While the Romans brought Christianity to the land, it was not until around 650 CE that England was fully Christianized.  In 597 Saint Augustine of Canterbury converted the Anglo-Saxons to Christianity. The native religions were dominated by the earth-based religion Druidism, but there were a number of smaller traditions being practiced.  These were not destroyed, but pushed underground in greatly diminished numbers, only to be resurfacing in the later part of this century.  Pieces of these older religions can be found throughout English literature.   Anglo-Saxon Poetry  

There were a number of qualities found in Anglo-Saxon poetry:  

  • Heroic behavior is praised 

  • Almost no romantic love 

  • An overall effect to formalize and elevate language, often through the use of literary devices.  For instance: 

  • Synecdoche: a part used to express the whole, or vice versa.  Ex: 50 sails=50 boats 

  • Metonymy: the naming of a person, institution, or human characteristic by some object or attribute with which is closely associated. Ex: Crown, Majesty= Ruler 

  • kenning: a compound of two words in place of another. Ex: whale-road=sea, loaf-giver = king, life-house = body (elaborate descriptive phrases)

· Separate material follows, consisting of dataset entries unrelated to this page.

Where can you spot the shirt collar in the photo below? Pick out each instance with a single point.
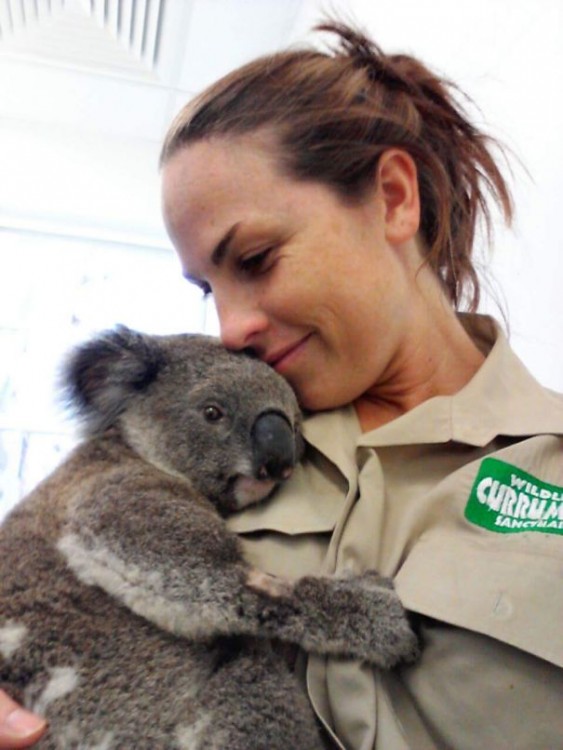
(502, 398)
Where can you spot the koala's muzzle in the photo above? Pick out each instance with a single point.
(273, 447)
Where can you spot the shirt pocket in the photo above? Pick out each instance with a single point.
(481, 563)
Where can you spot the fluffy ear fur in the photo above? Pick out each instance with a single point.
(100, 376)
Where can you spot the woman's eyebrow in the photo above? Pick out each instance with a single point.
(222, 247)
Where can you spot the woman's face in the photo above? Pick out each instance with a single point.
(308, 282)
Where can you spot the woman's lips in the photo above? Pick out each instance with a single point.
(281, 359)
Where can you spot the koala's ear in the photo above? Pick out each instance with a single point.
(101, 375)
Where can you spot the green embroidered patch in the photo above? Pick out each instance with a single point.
(508, 500)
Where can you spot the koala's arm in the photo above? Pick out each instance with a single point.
(170, 559)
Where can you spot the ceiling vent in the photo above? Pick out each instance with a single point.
(118, 37)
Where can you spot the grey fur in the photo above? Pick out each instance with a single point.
(127, 612)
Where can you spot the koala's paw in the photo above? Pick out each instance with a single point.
(264, 583)
(356, 616)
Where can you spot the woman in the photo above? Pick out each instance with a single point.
(329, 203)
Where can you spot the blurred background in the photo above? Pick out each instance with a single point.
(87, 89)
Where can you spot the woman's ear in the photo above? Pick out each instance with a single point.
(397, 186)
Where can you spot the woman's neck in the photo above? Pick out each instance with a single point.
(437, 358)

  • litotes: ironic understatement; an emphatic expression through an ironic understatement. Ex: “he's no beauty." 

  • alliteration – words that begin with the same sound

  • Internal rhyme – a word within a line rhymes with a word at the end of the line

  • A very common theme is "ubi sunt"  "where have they gone?" 

Ubi sunt - is a phrase taken from the Latin Ubi sunt qui ante nos fuerunt?, meaning "Where are those who were before us?" Sometimes interpreted to indicate nostalgia, the ubi sunt motif is actually a meditation on mortality and life's transience.

  • This was a rough, hard time of life.  The average age for men was 45, for women, 36.  It was not totally unusual to lose one's entire family to war, famine or some other calamity. 

Many Old English poems glorified the real or imaginary hero and tried to teach the values of bravery and generosity.

The first English poet known by name is Caedmon, who lived during the 600s. His only authentic surviving work is “Hymn”, a nine-line poem that praises god.

The first major work of English literature is the epic poem “Beowulf”. One or more unknown authors wrote it in the 700s. The poem tells about the adventures of a brave hero named Beowulf.